I started DJing in small bars in the East Village with fellow Dubliner Marcus Lambkin and we wanted to start a label. When we met Tyler Brodie in 1996 we talked about starting a label. Tyler wanted a few creative organizations under one roof and his company was called Plantain. Plant was part of that word. Tyler also introduced us to his friend James Murphy who was then a punk rock engineer and the other label and studio that James started under the Plantain umbrella went on to become DFA.
The first release on Plant Music was DJ Wool’s (aka Glen Brady, who I later did a band with, The Glass) “100% Pure New Wool” in 1997. The label then quickly turned into a string of parties and a promotions company with Marcus & I holding down residencies all over New York.
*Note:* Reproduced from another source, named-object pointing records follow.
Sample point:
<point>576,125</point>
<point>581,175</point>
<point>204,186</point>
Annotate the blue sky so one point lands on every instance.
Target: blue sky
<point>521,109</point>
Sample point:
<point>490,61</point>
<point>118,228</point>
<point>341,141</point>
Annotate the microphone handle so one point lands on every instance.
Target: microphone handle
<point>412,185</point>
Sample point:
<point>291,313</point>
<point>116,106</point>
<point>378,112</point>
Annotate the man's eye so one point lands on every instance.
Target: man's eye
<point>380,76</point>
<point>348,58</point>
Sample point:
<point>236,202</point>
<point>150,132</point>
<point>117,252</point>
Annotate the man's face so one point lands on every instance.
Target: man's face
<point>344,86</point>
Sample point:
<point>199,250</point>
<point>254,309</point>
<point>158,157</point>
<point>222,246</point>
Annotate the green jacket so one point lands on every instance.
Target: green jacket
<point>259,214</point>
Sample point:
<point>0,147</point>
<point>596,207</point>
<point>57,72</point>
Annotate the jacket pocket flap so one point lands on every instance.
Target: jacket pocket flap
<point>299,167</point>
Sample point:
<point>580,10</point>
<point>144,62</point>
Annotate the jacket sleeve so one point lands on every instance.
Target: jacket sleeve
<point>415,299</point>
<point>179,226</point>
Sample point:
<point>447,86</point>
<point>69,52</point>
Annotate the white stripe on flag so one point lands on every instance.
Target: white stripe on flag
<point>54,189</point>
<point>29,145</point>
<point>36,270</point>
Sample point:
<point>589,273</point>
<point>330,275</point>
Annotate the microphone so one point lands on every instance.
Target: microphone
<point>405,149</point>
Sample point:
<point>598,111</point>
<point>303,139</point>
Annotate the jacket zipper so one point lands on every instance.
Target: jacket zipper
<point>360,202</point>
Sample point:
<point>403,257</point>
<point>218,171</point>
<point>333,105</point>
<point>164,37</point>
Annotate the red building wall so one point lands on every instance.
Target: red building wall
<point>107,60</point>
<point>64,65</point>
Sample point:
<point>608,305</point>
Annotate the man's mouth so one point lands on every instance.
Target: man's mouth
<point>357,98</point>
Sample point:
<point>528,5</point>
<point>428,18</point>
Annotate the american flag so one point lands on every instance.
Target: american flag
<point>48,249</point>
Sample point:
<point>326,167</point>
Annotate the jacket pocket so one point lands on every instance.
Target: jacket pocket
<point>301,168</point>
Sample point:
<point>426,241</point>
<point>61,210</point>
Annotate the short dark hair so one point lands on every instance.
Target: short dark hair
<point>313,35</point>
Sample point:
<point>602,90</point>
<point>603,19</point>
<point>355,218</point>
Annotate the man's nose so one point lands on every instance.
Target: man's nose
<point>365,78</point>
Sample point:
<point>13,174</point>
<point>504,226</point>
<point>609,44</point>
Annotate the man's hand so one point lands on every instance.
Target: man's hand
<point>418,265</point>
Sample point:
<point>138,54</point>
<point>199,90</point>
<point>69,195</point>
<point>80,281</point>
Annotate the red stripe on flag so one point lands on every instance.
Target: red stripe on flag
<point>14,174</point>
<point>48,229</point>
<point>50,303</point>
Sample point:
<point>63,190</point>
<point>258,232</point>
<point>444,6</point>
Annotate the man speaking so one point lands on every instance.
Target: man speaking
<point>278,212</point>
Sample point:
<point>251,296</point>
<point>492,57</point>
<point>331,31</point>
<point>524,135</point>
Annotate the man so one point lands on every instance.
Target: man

Tell us more about Plant Bar?
By 1999 we were doing bigger and bigger parties and were mostly playing house and some techno. We were a bit sick of filling other people’s venues so when a bar in the basement of the building I lived in on East 3rd Street in Alphabet City called Latin in Manhattan was not doing so well I approached the landlord and we came up with the idea for Plant Bar.
We opened in August of 1999. It was a tiny place. The Face Magazine did a two page spread on it and called it “The coolest, Loudest bar on earth”. We had amazing people come through and DJ like Ad Rock, Felix Da Housecat, Fatboy Slim, Erol Alkan, Pete Tong, MF Doom, 2 Many DJs and many many more. The bar closed in 2004.
How/why did DJ Stretch Armstrong get involved?
Marcus moved to Germany in 2003 and I had been running the label on my own. I had known Stretch for a few years and I saw him out one night and I asked him if he wanted to get involved with the label and he said, sure. He brought artists like Tisstowrth and Eli Escobar to the label and I think we released some of our best music in that time period including Kasper Bjorke’s debut album ‘Gumbo” and Clubfeet’s “Gold on Gold”.
What releases are you promoting at the moment?
I just released an EP with Luka Tacon which just got a great review in XLR8R and another EP with Los Angeles’ Gem1n1seven which features a downtempo remix by Dublin’s Grouse. I released two volumes of a compilation series called Love Me with artwork by Stretch’s buddy Curtis Kulig that I really like and are well worth a listen as well as Ian Pooley last album in North America.